Il faut que toutes ces institutions fassent le ménage et évoluent pour rendre effective la tolérance ZÉRO nécessaire à une société protégeant réellement les humains maltraités, par un représentant de la loi inclus. Une pétition lancée par Abandon de famille et signée par 26000 personnes demande à ce que les gendarmes et policiers violents soient recensés.

Pour que cela change, la volonté des institutions et de l’état doit changer.

Il faut que ces derniers s’impliquent et fassent un grand ménage parmi les membres accusés de violence. Des moyens supplémentaires devraient être engagés dans ce sens pour lutter contre la misogynie, le sexisme, le racisme, etc.

Il est également important que tous les personnels actifs dans la prise en charge des victimes et le recueil de parole soient correctement formés sur des sujets comme l’emprise, les psycho-traumas, l’accueil des victimes mineures, la manipulation…

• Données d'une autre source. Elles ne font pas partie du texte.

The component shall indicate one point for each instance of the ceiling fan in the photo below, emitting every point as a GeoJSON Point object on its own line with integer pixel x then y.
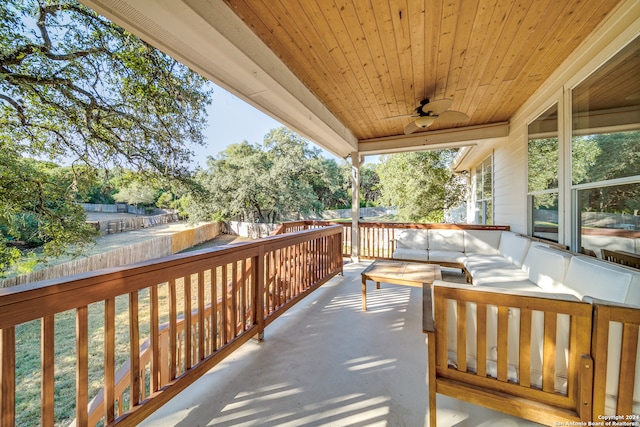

Enfin, il serait souhaitable qu’ils travaillent de concert avec d’autres professionnels pour mettre réellement en sécurité ceux qui viennent chercher du secours. Sans cela, comment les institutions peuvent-elles actuellement intervenir dans des dossiers de violences intrafamiliales alors qu’elles ne savent pas sanctionner les coupables en interne ni bien accompagner les victimes qui demandent de l’aide ?

Des solutions contre l’omerta ?

Si on dézoome, on peut réfléchir à d’autres solutions. Parce qu’imaginons que toutes les victimes de France se rendent dans ces institutions pour être protégées. Bien ou mal reçues, le traitement des dossiers ne serait pas gérable au vu de leur nombre immense. On le voit déjà, les plaintes classées sans suite pullulent faute de moyens et de volonté. Le système carcéral n’est pas en mesure de gérer le flux nécessaire. De plus, si la seule sanction est la prison, elle n’apporte pas de solution. La prison ne transforme pas un humain violent en humain non violent. C’est le cercle vicieux.

Pour résumer, le système judiciaire et policier actuel n’est pas adapté, à aucun niveau, à la gestion des violences intrafamiliales. Il faut donc proposer d’autres sanctions, plus efficaces.

Une piste intéressante serait que la France crée une nouvelle institution qui serait vraiment spécialisée dans les violences de genre, dans la lutte contre l’inceste, les harcèlements sexuels, psychologiques, dans la protection des enfants victimes ou témoins. Une institution apte à reconnaitre les agresseurs, les dominants qui écrabouillent. Une institution qui ne serait pas la police et qui traiterait en direct avec une autre nouvelle institution, judiciaire celle-ci : un tribunal des familles, entité formée également aux violences intra-familiales, qui ne serait dédiée qu’à celles-ci…

Avec un personnel compétent et éclairé, on se surprend alors à rêver d’un monde où les victimes seraient véritablement entendues et secourues. Plus d’omerta.